Deshalb stellt sich in der Praxis immer häufiger die Frage, ob und wann man Ocrelizumab bei langfristig stabiler MS pausieren oder beenden kann, ohne ein hohes Risiko für ein Wiederaufflammen der Erkrankung einzugehen. Bisher fehlten dazu vor allem zukunftsgerichtete (prospektive), gut vergleichbare Studiendaten.
Aktuelle Studie
In einer prospektiven Beobachtungsstudie aus zwei deutschen MS-Zentren wurden insgesamt 655 MS-Betroffene erfasst, die mindestens 12 Monate stabil unter Ocrelizumab waren. Bei 77 Personen wurde die Therapie wegen erhöhter Infektionsgefahr (81%) oder zu tiefen Immunglobulinwerten (16%) abgesetzt.
Mithilfe eines statistischen Abgleichs («Propensity Score Matching») wurden 58 «Absetzer» mit 232 Teilnehmenden verglichen, die Ocrelizumab weiter erhielten. Die mittlere Nachbeobachtungszeit betrug 28.5 Monate.
Ergebnisse
In den ersten zwei Jahren nach dem Absetzen zeigte sich kein signifikanter Unterschied zwischen den Gruppen hinsichtlich neuer Schübe, neuer MRI-Läsionen oder einer schubunabhängigen Behinderungszunahme: Schübe und/oder MRI-Aktivität traten bei 17% der Absetzer und 16% der Weiterbehandelten auf. Behinderungszunahme ohne Schub (PIRA) betraf 19 % der Absetzer gegenüber 14 % der Weiterbehandelten, dieser Unterschied war statistisch nicht signifikant. Auffällig war jedoch ein leichter, nicht signifikanter Anstieg der Krankheitsaktivität nach etwa 24–30 Monaten ohne Therapie, insbesondere im MRI.
Fazit
Für Menschen mit langfristig stabiler MS wird derzeit untersucht, ob eine Pause von Ocrelizumab möglich und sinnvoll ist. Entsprechende Studien, in denen die Teilnehmenden per Zufall verschiedenen Behandlungsgruppen zugeteilt werden («randomisiert»), gibt es bislang jedoch nicht.
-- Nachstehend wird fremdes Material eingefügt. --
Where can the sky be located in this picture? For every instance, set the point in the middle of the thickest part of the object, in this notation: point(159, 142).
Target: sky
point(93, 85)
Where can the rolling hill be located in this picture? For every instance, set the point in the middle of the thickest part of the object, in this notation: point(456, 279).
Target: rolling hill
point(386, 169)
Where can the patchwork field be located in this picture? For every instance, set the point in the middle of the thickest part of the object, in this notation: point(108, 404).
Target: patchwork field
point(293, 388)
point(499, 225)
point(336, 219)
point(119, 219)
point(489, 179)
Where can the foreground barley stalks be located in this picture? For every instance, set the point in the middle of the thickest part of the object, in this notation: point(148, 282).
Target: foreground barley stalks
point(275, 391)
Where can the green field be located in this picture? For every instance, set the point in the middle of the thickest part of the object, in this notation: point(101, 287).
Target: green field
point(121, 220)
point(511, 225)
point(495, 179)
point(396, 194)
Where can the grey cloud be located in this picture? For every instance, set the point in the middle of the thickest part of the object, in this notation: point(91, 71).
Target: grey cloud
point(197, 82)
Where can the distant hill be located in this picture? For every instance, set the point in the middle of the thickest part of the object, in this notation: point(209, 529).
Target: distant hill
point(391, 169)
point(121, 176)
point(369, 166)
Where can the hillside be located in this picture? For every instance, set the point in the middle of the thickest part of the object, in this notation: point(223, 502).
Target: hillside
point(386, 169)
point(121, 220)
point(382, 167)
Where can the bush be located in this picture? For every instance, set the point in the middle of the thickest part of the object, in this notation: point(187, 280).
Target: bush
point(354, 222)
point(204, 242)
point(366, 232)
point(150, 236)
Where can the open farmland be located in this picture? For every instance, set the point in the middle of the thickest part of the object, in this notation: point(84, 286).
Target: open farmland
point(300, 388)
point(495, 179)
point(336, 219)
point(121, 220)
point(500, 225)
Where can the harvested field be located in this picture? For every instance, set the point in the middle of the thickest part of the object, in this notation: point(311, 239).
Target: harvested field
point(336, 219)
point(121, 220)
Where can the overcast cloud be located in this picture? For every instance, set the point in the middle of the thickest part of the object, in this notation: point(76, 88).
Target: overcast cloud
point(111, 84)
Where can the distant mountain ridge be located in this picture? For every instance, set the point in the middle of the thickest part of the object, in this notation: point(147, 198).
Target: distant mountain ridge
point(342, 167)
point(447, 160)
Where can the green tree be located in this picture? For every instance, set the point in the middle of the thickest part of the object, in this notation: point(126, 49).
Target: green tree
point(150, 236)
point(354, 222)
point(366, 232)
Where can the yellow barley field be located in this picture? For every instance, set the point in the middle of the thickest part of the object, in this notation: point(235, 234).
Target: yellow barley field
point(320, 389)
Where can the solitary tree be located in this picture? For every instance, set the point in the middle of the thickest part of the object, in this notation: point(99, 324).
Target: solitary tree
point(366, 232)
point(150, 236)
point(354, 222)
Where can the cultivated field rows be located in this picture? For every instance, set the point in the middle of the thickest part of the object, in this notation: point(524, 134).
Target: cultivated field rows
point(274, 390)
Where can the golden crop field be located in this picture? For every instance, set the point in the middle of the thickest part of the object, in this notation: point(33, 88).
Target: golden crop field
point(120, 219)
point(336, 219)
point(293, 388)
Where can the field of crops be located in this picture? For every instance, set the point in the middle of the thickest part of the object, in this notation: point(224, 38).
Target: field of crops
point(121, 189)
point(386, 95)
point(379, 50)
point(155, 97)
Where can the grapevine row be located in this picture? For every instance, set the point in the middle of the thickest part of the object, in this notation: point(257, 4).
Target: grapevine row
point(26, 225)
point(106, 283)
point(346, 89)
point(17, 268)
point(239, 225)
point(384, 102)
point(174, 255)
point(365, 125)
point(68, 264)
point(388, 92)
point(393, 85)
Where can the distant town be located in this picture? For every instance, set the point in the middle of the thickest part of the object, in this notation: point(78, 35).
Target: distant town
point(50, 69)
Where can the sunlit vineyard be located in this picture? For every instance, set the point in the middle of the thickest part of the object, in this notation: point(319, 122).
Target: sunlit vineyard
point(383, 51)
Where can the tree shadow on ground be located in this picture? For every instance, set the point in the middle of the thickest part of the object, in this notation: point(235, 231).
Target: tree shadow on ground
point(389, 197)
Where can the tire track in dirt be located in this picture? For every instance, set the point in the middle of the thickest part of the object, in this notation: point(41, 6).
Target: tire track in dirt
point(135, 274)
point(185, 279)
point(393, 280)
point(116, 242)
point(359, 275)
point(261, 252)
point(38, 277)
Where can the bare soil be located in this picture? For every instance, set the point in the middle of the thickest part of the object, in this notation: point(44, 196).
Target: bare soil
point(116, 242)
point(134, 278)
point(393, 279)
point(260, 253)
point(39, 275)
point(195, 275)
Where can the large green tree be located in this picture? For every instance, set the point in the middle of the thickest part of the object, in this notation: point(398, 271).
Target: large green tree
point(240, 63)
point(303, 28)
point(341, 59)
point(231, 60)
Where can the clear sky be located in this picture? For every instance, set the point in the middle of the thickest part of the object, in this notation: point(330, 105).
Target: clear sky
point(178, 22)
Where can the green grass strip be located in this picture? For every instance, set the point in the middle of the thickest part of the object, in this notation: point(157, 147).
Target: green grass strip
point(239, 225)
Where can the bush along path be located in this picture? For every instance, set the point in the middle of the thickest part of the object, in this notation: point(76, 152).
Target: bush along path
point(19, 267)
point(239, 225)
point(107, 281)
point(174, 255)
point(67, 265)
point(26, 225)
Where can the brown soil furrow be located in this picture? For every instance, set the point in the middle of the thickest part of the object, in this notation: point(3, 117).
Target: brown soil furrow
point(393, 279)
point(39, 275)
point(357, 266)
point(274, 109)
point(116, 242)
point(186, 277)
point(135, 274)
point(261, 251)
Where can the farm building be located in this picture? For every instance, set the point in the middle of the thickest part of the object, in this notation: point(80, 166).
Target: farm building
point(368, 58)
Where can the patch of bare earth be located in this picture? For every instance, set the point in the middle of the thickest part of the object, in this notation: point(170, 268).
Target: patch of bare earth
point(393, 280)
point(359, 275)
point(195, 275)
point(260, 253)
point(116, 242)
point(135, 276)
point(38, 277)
Wichtig wird eine engmaschige klinische- und MRI-Kontrolle, besonders ab dem zweiten Jahr nach Pausieren der Therapie, da auch nach mehrjähriger Therapie ein erneutes Aufflammen der MS-Aktivität möglich ist.
Die Ergebnisse unterstützen einen individualisierten Therapieansatz, bei dem Nutzen und Risiken gemeinsam mit den Betroffenen sorgfältig abgewogen werden. Insbesondere Tests mit blut-basierten Biomarkern könnten in Zukunft dazu beitragen, dieses engmaschige Monitoring zu intensivieren und eine personalisierte Therapieentscheidung zu treffen.
Link zur Studie
Discontinuation of ocrelizumab in multiple sclerosis: reoccurrence of disease activity.
Journal of Neurology, Neurosurgery & Psychiatry, 2026.